By Joseph Ax
NEW YORK (Reuters) - A day before he is scheduled to begin serving a two-year prison sentence for insider trading, former Goldman Sachs Group Inc director Rajat Gupta asked a federal appeals court to reduce a $13.9 million civil penalty and shorten his lifetime ban from serving as an officer of a public company.
Gupta's lawyer, Seth Waxman, told the 2nd U.S. Circuit Court of Appeals in New York that the penalty was excessive given that Gupta separately was ordered to pay $6 million in restitution to Goldman Sachs and $5 million in criminal fines.
But David Lisitza, a lawyer for the U.S. Securities and Exchange Commission, said the $13.9 million penalty was appropriate given the brazen nature of Gupta's actions, even though he did not personally profit.

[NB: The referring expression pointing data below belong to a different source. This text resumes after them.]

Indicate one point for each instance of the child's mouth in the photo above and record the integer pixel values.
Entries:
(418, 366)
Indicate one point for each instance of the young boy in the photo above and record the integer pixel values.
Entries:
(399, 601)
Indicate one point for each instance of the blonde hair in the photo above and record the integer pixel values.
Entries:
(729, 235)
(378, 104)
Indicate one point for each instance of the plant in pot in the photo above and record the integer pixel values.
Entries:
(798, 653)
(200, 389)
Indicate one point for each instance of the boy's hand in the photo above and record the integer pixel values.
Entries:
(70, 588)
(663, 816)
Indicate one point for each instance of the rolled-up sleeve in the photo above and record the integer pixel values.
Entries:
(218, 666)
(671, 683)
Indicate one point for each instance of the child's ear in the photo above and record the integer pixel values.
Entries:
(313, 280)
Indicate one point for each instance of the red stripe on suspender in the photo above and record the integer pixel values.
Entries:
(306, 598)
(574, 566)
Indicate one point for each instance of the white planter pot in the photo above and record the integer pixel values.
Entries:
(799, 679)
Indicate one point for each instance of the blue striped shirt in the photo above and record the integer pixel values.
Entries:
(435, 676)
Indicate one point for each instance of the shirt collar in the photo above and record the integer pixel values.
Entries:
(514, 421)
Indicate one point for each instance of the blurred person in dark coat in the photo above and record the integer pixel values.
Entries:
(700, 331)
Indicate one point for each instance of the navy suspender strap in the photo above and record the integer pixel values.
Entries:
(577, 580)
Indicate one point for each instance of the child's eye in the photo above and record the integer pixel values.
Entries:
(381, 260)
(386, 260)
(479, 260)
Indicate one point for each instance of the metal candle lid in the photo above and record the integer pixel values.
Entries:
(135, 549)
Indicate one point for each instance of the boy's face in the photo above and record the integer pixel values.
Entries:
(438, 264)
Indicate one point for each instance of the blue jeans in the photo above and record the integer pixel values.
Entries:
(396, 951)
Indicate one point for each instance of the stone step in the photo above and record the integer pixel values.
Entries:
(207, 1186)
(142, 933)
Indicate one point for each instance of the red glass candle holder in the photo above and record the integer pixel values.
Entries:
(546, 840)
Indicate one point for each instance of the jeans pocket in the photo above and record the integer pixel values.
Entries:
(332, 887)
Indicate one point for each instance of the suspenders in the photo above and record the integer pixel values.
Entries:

"This is the insider trading case of our century so far," he said.
Gupta, 65, was convicted in June 2012 of passing confidential tips he heard at Goldman board meetings to his friend, former hedge fund manager and billionaire Raj Rajaratnam. Rajaratnam, the founder of Galleon Group, is serving an 11-year prison term for insider trading.
Gupta is set to report to federal prison on Tuesday, the same day that Rajaratnam's younger brother, Rengan, goes on trial in New York on insider trading charges.
A three-judge panel of the 2nd Circuit previously denied Gupta's appeal of his conviction; he has asked the full circuit to rehear his argument.
Gupta, also the former global managing director of the consulting firm McKinsey & Co, is the highest-ranking corporate official to be convicted in the government's insider trading probe that has convicted 81 people at trial or through guilty pleas since August 2009.
U.S. District Judge Jed Rakoff in Manhattan federal court oversaw Gupta's criminal trial as well as a parallel civil case brought by the SEC that led to the $13.9 million fine and the ban.
In sentencing Gupta to prison, Rakoff said he was unlikely to commit similar crimes in the future. But Rakoff nevertheless later imposed the lifetime ban that the SEC sought.
Waxman, a former U.S. solicitor general, argued on Monday that Rakoff had essentially come to opposite conclusions based on the same facts, prompting Circuit Judge Barrington Parker to ask Lisitza how the same judge could make a "180-degree" turn.
Lisitza responded that the risk of recidivism necessary to lock someone "in a cage" was different than that required to "keep him out of the boardroom."
Meanwhile, Gupta was dealt a setback on Monday when the U.S. Supreme Court declined to hear Rajaratnam's appeal of his own conviction. Both men objected to the government's use of wiretaps against them.